アーサーは、人から悪意を向けられることが怖く、人との争いを避けたいと思っています。緊張感の強まる場面が苦手で、その場の雰囲気が悪くなることを恐れて、できるだけ目立たずにいたいけど、しかしあまりに目立たないのも寂しいので、ピエロ(道化師)のようになり、明るさと気遣いをしています。人とどうコミュニケーションをしていいかもよく分からず、面白いことを話せるかどうかに価値を置いています。孤独すぎて、自分のことが良く分からなくなり、上辺だけを取り繕っているように見えます。アーサーの行動からは、純粋に人を笑わせて人を幸せにしたいと願う部分と、人に悪意や暴力を振るわれることを恐れて、常におどけた道化師を演じようとする部分があることがわかります。

ジョーカーに代わるシーン

地下鉄で銃を乱射するシーンで、アーサーはジョーカーに代わります。アーサーが、働き先で解雇になり、地下鉄で裕福層の3人組にボコボコにされて、窮地に追いやられたときに、ジョーカーへと姿を変えて自分自身を救おうとしています。これは人格が変容しているといえます。ジョーカーはヌミノースな力を纏っていて、あっという間に3人を銃殺します。

冷蔵庫のシーン

アーサー冷蔵庫

終盤になると本来のアーサーの姿が存在しなくなっていきます。アーサーが冷蔵庫に入っていくシーンというのは、ショックなことが多すぎて、脳や身体がフリーズして、感覚が麻痺していくことを表現しているのだと思います。小さく、冷たく、凍えるような自分になり、体中から良いエネルギーが抜けていき、絶望や虚無に堕ちて、本来の純粋に人をハッピーにしたいと願っていたようなアーサーの姿が消えていきます。もともと脆弱だった自我がますます小さくなり、アーサーは、ジョーカーに取って代わられます。

アーサーからジョーカーに

ジョーカーに覚醒

内なる世界(私そのもの)が、病的な心の産物に取って代わられる描写です。(ソロモン2001)私は落ち込んでうつの状態であったが、私の中でどんどん大きくなっていった。それは、私自身の周りにあって、包み込んでいき、私の血を吸い続けるように、私自身よりも生き生きしていた。それ自身が生きようとして、自分自身に取って代わろうとしていた。最悪の段階では、自分の感情が自分でないものとなって、その湧き出る感情に操られているようなものであった。「trauma and the soul」Donald Kalsched

トリックスターかつ悪魔的

ジョーカー柄が悪い

ジョーカーはトリックスター的な存在と言えるかもしれません。トリックスターは、色んなエネルギー体に変化し、既存の社会や秩序を否定し、殺人者で、道徳規範を持ちませんが、一方で、偉大なる善を成すことがあります。しばしば悪魔的な性質は、新しい始まりを先導するのに必要となります。

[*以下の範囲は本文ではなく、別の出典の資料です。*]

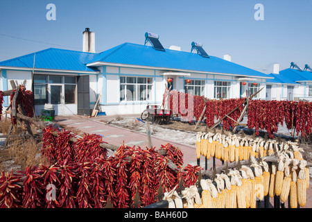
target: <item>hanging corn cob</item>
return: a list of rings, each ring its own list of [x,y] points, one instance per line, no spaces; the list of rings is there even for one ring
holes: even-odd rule
[[[207,144],[207,155],[206,155],[206,158],[207,160],[209,160],[210,157],[211,156],[211,149],[212,149],[212,137],[210,137],[208,139],[208,144]]]
[[[263,171],[262,176],[263,177],[263,195],[266,196],[268,194],[270,187],[270,171],[268,163],[265,161],[261,162],[261,165],[263,166],[264,171]]]
[[[245,203],[246,203],[246,208],[249,208],[250,207],[250,191],[248,189],[248,176],[247,176],[246,172],[241,169],[240,170],[242,179],[241,179],[241,186],[243,187],[243,189],[245,191]]]
[[[244,146],[244,160],[249,159],[249,144],[248,141],[246,140]]]
[[[288,198],[289,191],[291,189],[291,171],[288,166],[290,163],[291,159],[286,158],[284,171],[284,178],[283,180],[283,184],[281,185],[281,193],[280,196],[281,203],[285,203],[287,198]]]
[[[299,160],[293,159],[293,167],[291,168],[292,180],[291,182],[290,196],[291,208],[297,208],[298,206],[298,198],[297,194],[297,169],[298,169]]]
[[[239,160],[241,161],[244,159],[244,141],[241,141],[239,144]]]
[[[229,160],[232,162],[235,161],[235,142],[231,139],[229,145]]]
[[[242,176],[239,171],[234,171],[236,180],[236,199],[238,208],[246,208],[246,196],[245,194],[245,187],[243,186]]]
[[[200,137],[202,134],[198,133],[196,135],[196,157],[198,160],[200,157],[201,142]]]
[[[275,164],[272,164],[271,176],[270,177],[269,196],[273,198],[275,196],[275,178],[277,167]]]
[[[218,208],[225,208],[225,202],[224,197],[224,181],[220,178],[220,175],[217,175],[217,178],[215,180],[217,184],[218,190]]]
[[[235,162],[239,162],[239,139],[235,139]]]
[[[246,166],[242,166],[242,169],[243,169],[247,176],[248,176],[248,180],[247,180],[248,192],[250,194],[250,207],[256,208],[256,181],[254,180],[254,176],[250,168]]]
[[[284,180],[284,170],[285,169],[284,163],[284,159],[285,156],[282,153],[280,153],[279,155],[279,166],[275,177],[275,195],[277,196],[279,196],[281,193],[281,186],[283,185]]]
[[[225,181],[225,208],[232,208],[232,192],[231,181],[229,180],[229,177],[226,174],[222,174],[221,178],[223,178]]]
[[[270,142],[268,146],[268,155],[271,155],[272,154],[273,154],[273,153],[274,153],[273,143]]]
[[[298,197],[298,204],[300,207],[304,207],[306,203],[306,182],[304,169],[306,166],[306,160],[300,160],[298,178],[297,178],[297,195]]]
[[[202,179],[200,180],[200,186],[202,189],[202,203],[204,208],[212,208],[211,191],[210,189],[210,185],[208,185],[206,180]]]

ジョーカーは、窮地に陥った自我を救いますが、この世界に対して、否定的にヌミノースが付置されています。ジョーカーは柄が悪く、意地悪で、残酷な性格であり、人の不幸を嘲笑います。また、皮膚の感覚がなく、痛みや寒さを感じず、死と隣り合わせで、常軌を逸した行動を取ります。彼は、何事に対しても怖くなく、何でも言えて、死んだとしてもかまいません。

マレー・フランクリン・ショー

マレー・フランクリン・ショー

アーサーは自殺を望んでいましたが、他方で、ジョーカーは、いつ殺されるか分からないような状況を生き抜いてきているために、強い生命力を持ちます。自らが死ぬことは一番楽なことだと思っており、死を選ぶよりも、人間と関わり続けて、苦しみ、痛めつけて、裏切り、憎しみ合い、さらなる生き地獄を望んでいます。ですから、そもそもこの時は、自殺なんて考えていなかったかもしれません。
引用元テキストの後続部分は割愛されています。